R. Semplicemente perché i suoi punti di inserzione più forti sono i cosiddetti pilastri del diaframma cioè dei grossi tendini fibrosi che si inseriscono sulle prime vertebre lombari (3 a destra e 2 a sinistra).
Se eseguo esercizi in APNEA o in INSPIRAZIONE o anche in ESPIRAZIONE ma avendola iniziata in contemporanea con il movimento, il diaframma contraendosi esercita una trazione esagerata delle vertebre in avanti (per intendersi verso l’ombelico).
Ecco spiegato perché sbagliare la respirazione durante gli esercizi con sforzo provoca il mal di schiena!

D. Che problemi può dare un diaframma forte? Non andiamo forse in palestra per rinforzare tutti i muscoli?

R. Il diaframma NON ha bisogno di rinforzarsi dato che lavora sempre, dalla nascita alla morte, 24 ore su 24. Un diaframma sempre teso, bloccato, retratto e fibrotizzato provoca nel corpo dei veri disastri!! Le problematiche di cervicale o nelle spalle, per esempio, dipendono in gran parte dal diaframma che ha delegato altri muscoli a svolgere quello che era un suo preciso compito.

D. Allora potenziare la muscolatura può essere un problema?

R. Noi abbiamo una muscolatura che ci consente il movimento (muscoli dinamici) ed una che ci consente la postura eretta anche e soprattutto durante il movimento (m. statici antigravitari). Se è giusto mantenere una tonicità ed un trofismo nei muscoli dinamici, per i muscoli statici il discorso è diverso; essi non hanno bisogno di rinforzarsi, ma solo di recuperare quell’elasticità che col tempo, con l’uso esagerato o con una azione biomeccanica scorretta hanno perso.
Ma anche avere degli addominali troppo forti può essere un problema; infatti, dato che il diaframma e il trasverso con gli altri addominali, sono muscoli che lavorano in antagonismo (quando uno si contrae, l'altro si rilassa) sinergico ( entrambi lavorano per ottimizzare e conservare costante la pressione toraco-addominale), se l'uno o l'altro, o peggio ancora tutti e due,sono retratti la pressione intraaddominale si conserverà elevata obbligando i visceri a trovare uno sfogo nella direzione più... debole possibile. Verso l'avanti con ernie inguinali, ombelicali, addominali; verso l'alto con ernie jatali o verso il basso con prolassi ed emorroidi.

D. Questo vuol dire che tonificare i muscoli dorsali è un errore?

R. Se vogliamo guardare a ciò che fa bene alla colonna vertebrale, allora sì , potenziare muscoli già forti porterà a quelle problematiche da schiacciamento del disco intervertebrale oppure a modificazioni della colonna per sfuggire all’eccessiva tensione che si è creata

D. Io faccio molto stretching, ma spesso mi infortunio e continuo ad avere doloretti vari nella schiena

R. L’equilibrio muscolare va ricercato allentando muscoli che sono troppo forti e non potenziando quelli che sembrano deboli!

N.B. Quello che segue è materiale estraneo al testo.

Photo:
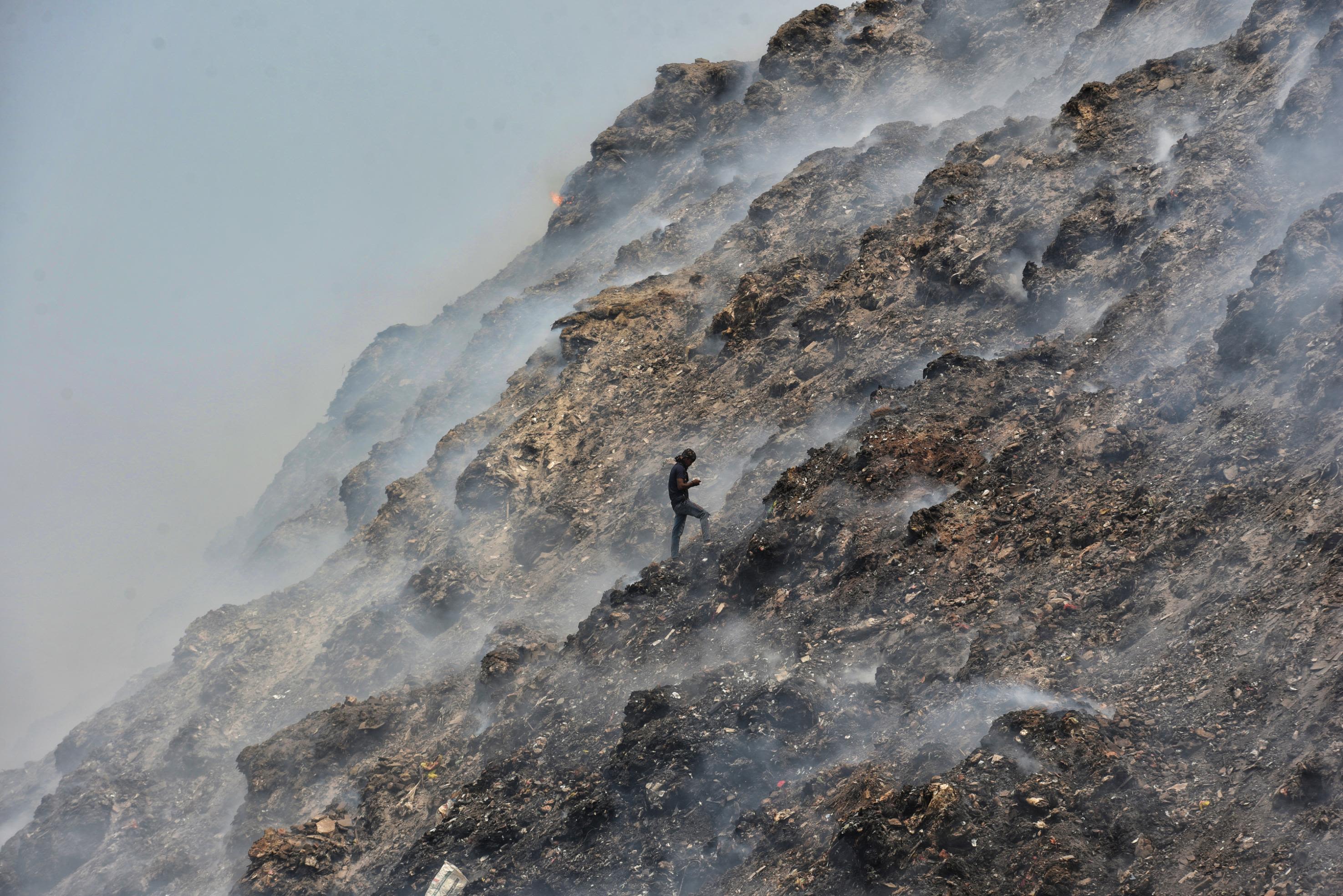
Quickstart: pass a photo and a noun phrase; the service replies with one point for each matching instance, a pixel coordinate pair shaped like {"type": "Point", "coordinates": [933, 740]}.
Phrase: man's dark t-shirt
{"type": "Point", "coordinates": [679, 472]}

Bisogna anche cominciare a ragionare non più a singoli muscoli o a gruppi muscolari, ma a catene muscolo-tendinee e a ricercarne l’elasticità globale. Allentare un singolo muscolo con lo stretching classico, non produce i suoi effetti sull’intera catena muscolare, ma solo localmente (un anello di una catena), per cui nel momento di maggiore tensione l’anello debole della catena si spezzerà rendendo inutilizzabile l’intera struttura.